O ministro da Segurança Nacional, Itamar Ben Gvir, defendeu o bloqueio total da ajuda, dizendo que o Hamas “mente, engana e abusa das famílias e dos corpos” e que “esse terror nazista entende apenas a força”.
Em Jerusalém, o primeiro-ministro Benjamin Netanyahu afirmou que “a luta ainda não acabou” e que Israel está “determinado a garantir o retorno de todos os reféns”.
O discurso foi interpretado como um sinal de endurecimento, num momento em que até aliados ocidentais pressionam Tel Aviv a manter o cessar-fogo. “Quem nos tocar saberá que pagará um preço muito alto”, disse Netanyahu durante uma cerimônia militar no Monte Herzl.
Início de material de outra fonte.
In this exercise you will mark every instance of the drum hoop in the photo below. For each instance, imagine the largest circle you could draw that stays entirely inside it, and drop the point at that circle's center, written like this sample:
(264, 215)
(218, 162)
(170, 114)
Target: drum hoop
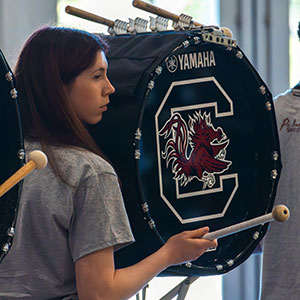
(20, 155)
(261, 229)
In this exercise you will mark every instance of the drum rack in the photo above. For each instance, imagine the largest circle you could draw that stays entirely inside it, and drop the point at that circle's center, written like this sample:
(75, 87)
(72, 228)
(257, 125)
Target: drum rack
(180, 290)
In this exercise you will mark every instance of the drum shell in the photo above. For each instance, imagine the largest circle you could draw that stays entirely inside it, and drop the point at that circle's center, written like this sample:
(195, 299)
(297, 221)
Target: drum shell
(129, 109)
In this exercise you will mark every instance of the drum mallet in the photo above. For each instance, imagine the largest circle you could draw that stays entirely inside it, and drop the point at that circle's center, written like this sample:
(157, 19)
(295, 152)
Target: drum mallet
(37, 160)
(168, 15)
(280, 213)
(88, 16)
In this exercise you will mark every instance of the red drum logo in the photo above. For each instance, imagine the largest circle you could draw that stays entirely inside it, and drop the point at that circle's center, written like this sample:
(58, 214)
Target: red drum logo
(196, 150)
(197, 173)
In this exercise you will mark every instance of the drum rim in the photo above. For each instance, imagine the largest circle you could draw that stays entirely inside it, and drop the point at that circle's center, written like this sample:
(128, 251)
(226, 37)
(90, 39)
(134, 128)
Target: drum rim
(261, 230)
(20, 156)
Enquanto isso, comboios de ajuda permanecem retidos no lado egípcio da fronteira, aguardando autorização para entrar em Gaza.
O alto funcionário da ONU para assuntos humanitários, Tom Fletcher, descreveu o território como um “deserto devastado” e pediu “verdadeira generosidade e acesso” da comunidade internacional para evitar o colapso da trégua.
“Precisamos de financiamento, precisamos de acesso e precisamos que este acordo de paz se sustente”, afirmou.
As novas mortes registradas, somadas às dos dias anteriores, reforçam a percepção de que Israel continua operando sob lógica de ocupação com máxima violência, mesmo em tempos de cessar-fogo.
Para organizações humanitárias, o comportamento militar israelense aprofunda a crise civil e mina as tentativas de reconstrução e diálogo. A ONU alertou que, se as violações persistirem, o acordo poderá ruir a qualquer momento, reacendendo uma guerra que já devastou completamente Gaza.